Не разбойники то были. На щите у каждого было солнце изображено, пронзенное Перуновой стрелой, что было знаком родовым Грунлафа.
Чуть выехав вперед, один из воинов в рогатом шлеме спросил у Любавы, которую, по пурпурной мантии, признал за важную персону:
— Кто такие и по какому делу свободно передвигаетесь с большим отрядом людей вооруженных по землям благородного Грунлафа?
Любава не смогла сдержать усмешку:
— С большим?! Ну и сказал! Или у Грунлафа столь мало осталось стоящих мужей с мечами, что и два десятка синегорцев ему страшны? Знай, что видишь перед собой княжну Любаву, родственницу князя твоего! Еду сейчас к нему по делу личному!
Предводителя борейского отряда имя Любавы оставило совершенно равнодушным. Еще более суровым голосом он сказал:
— Мне дан наказ синегорцев к Пустеню не пропускать! Не знаю, кто ты такая, Любава или нет, но людей с мечом и стрелами на щитах я должен гнать вон, а если не подчинятся моему приказу, убивать! Прочь уезжайте!
Любава вспыхнула:
— Как гнать?! И это после того, как брат мой, князь Владигор, стал супругом Кудруны, дочери Грунлафа?
Воин криво усмехнулся:
— Женщина, разве не ведаешь ты, что еще в Пустене Владигор исчез, а урода, назвавшего себя именем его, уже изгнали из Ладора? Прочь, говорю, иначе я дам приказ воинам своим напасть на вас!
Любава, к которой никто никогда не обращался столь неучтиво, закричала в гневе воинам своим:
— Синегорцы, не дайте княжну свою в обиду! Защитите!

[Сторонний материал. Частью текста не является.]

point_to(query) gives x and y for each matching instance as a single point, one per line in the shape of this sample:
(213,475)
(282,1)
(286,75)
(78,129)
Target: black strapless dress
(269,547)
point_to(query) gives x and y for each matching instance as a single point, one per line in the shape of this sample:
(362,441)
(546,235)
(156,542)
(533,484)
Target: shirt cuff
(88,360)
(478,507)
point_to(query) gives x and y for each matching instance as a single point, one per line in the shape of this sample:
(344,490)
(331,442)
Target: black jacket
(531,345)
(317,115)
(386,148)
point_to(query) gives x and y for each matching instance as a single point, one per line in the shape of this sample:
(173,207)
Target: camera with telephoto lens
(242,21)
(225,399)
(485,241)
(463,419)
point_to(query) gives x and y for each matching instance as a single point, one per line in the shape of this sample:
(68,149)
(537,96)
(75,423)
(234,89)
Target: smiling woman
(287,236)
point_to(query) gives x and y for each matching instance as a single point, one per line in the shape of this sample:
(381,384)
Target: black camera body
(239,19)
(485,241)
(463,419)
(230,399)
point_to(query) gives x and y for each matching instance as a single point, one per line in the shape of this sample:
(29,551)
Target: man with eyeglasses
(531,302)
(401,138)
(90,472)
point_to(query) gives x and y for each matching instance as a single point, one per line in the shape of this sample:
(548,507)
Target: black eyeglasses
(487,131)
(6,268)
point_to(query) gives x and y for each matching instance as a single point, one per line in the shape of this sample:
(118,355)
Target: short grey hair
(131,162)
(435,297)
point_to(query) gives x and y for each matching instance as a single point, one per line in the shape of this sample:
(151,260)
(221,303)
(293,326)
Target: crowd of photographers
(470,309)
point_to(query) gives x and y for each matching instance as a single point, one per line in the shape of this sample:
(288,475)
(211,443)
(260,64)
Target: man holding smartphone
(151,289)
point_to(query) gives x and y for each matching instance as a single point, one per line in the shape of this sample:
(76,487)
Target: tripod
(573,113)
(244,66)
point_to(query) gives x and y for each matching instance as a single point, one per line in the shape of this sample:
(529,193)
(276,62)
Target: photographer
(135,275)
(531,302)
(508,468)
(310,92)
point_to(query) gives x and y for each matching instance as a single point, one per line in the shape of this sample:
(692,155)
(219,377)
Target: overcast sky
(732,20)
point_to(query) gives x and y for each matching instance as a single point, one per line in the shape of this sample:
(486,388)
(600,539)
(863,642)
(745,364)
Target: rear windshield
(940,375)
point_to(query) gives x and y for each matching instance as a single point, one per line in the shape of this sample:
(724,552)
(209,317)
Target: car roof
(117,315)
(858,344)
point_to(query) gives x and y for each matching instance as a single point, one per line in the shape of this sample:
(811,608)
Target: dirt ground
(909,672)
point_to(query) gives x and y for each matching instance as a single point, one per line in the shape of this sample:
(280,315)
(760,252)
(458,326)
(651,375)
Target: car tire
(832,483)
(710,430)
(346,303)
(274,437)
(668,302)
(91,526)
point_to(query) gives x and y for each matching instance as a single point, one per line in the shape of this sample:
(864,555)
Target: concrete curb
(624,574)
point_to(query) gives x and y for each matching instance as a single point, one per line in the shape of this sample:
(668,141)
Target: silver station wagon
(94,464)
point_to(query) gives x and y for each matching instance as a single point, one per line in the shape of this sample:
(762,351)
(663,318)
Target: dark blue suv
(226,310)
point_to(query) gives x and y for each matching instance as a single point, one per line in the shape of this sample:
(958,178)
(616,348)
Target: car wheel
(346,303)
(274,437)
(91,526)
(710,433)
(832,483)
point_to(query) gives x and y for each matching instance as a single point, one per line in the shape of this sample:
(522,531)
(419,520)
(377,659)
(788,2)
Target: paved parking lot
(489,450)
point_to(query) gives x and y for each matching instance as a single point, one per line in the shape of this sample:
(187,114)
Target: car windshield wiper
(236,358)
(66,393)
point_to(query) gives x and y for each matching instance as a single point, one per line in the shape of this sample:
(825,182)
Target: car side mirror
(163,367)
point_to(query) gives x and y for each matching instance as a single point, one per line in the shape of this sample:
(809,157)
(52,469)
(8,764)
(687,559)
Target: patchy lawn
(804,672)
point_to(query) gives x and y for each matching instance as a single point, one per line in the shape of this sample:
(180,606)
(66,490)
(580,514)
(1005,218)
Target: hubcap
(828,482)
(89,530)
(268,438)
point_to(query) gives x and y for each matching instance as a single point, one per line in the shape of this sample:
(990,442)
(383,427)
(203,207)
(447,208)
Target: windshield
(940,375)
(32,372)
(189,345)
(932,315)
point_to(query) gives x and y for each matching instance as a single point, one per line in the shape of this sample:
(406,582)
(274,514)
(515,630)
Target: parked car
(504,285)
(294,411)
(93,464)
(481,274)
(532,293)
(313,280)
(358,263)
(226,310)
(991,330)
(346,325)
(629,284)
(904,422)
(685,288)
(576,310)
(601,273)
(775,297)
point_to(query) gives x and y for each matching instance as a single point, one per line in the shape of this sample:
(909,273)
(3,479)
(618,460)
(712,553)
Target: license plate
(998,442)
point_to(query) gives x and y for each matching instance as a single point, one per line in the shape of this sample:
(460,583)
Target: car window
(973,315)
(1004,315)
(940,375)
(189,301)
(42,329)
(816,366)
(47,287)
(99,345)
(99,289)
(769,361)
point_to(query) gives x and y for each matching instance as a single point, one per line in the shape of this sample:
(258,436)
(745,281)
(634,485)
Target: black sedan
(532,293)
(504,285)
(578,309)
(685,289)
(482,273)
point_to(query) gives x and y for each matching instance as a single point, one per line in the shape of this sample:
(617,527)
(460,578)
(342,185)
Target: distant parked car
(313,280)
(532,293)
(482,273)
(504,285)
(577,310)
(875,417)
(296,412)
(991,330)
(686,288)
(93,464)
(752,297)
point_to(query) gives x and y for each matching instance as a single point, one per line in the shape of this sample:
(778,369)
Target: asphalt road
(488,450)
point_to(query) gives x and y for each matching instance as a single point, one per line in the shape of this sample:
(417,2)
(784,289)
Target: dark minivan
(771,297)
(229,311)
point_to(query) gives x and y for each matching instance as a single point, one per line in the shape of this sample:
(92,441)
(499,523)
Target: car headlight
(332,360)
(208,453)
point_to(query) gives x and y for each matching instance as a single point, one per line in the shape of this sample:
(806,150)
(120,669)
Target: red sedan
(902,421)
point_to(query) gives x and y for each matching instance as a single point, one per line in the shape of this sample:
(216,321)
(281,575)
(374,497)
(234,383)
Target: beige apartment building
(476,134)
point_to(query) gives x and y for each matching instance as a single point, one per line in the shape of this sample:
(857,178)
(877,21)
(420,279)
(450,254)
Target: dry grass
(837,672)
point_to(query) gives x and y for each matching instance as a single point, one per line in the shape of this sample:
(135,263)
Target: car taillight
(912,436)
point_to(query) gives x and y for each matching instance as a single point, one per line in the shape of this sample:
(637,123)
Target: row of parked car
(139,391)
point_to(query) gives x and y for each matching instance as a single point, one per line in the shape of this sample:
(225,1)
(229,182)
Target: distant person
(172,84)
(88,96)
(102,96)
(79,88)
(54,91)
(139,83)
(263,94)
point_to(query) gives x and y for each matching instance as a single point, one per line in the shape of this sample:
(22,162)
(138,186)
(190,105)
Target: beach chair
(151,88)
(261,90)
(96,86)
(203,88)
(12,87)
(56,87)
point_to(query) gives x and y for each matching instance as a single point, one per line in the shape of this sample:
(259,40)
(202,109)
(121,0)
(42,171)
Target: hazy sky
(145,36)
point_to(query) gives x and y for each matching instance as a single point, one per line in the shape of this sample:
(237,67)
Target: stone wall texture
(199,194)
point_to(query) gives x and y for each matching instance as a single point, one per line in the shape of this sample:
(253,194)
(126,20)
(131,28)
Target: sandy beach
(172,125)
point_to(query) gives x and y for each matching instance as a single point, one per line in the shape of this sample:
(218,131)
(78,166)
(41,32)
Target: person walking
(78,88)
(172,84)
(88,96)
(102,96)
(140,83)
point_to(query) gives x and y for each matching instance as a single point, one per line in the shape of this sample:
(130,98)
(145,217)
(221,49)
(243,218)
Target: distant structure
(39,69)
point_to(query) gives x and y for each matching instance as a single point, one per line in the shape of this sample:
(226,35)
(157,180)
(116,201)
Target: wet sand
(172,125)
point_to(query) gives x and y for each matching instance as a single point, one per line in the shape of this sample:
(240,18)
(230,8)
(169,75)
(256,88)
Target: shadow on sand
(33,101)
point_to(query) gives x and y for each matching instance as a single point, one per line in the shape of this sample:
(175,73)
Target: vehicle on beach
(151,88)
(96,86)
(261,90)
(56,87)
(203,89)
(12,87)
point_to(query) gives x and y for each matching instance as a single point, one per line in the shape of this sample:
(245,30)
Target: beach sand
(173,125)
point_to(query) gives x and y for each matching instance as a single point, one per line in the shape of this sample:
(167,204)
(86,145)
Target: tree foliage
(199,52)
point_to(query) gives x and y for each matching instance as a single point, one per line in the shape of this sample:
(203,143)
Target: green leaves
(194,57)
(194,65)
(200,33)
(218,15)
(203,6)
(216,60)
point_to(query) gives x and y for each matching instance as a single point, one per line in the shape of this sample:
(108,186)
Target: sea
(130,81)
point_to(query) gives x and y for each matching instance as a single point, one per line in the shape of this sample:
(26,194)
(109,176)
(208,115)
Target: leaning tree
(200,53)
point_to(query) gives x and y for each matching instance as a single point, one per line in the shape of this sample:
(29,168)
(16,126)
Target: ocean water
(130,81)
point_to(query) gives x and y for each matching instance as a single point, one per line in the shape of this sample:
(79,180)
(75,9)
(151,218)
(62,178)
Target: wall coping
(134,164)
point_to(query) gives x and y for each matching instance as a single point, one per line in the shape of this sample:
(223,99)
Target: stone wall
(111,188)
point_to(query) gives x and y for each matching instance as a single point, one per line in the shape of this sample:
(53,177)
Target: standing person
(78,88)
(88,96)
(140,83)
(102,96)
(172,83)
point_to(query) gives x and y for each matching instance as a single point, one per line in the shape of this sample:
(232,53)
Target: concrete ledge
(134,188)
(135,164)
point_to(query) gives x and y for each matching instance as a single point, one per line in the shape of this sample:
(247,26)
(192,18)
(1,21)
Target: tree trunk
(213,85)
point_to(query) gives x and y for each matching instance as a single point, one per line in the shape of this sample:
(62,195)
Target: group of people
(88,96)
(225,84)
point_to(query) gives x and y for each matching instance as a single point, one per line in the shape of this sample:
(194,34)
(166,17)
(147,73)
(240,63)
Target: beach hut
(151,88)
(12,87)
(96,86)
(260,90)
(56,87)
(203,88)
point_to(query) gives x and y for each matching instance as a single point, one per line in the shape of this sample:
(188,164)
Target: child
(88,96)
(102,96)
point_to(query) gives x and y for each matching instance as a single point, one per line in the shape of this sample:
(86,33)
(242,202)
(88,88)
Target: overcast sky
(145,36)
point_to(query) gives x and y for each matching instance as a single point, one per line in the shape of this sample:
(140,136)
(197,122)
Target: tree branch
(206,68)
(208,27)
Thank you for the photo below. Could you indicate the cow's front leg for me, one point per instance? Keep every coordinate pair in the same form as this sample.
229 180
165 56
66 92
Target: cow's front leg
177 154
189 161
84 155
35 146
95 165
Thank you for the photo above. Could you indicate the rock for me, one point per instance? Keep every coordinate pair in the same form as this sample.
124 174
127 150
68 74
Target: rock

Прободей с самого начала понял, что без кровопролитной схватки эта встреча не обойдется, скомандовал:
— В копья!
Дружинники тотчас с копьями наперевес пустили коней сначала рысью, потом в средний галоп, а после и во весь опор и нанесли борейцам столь неожиданный удар, что те не успели даже выставить против синегорцев свои копья, лишь прикрылись щитами. Но щиты, будто сделаны были они из бересты, не спасали их от отлично закаленных наконечников синегорских копий. Лишь троих синегорцев успели ранить борейцы мечами, да и то защитники Любавы остались в седлах и, взявшись за мечи и боевые топоры, в ближнем бою довершили дело. Сбитых с коней борейцев убивали без пощады, вкладывая в каждый удар всю ненависть к иноземцам, вознамерившимся сначала хитростью, а потом и силой поработить Синегорье. А Любава, испытывая к врагам родной земли те же чувства, что и ее воины, кричала:
— Секите их! Никому пощады не давайте! Они княжну Любаву, видишь ли, в Пустень не хотели пропустить!
Скоро с борейцами было покончено. Лишь четверо, истекая кровью, сумели ускакать в сторону Пустеня, но за ними уже не гнались.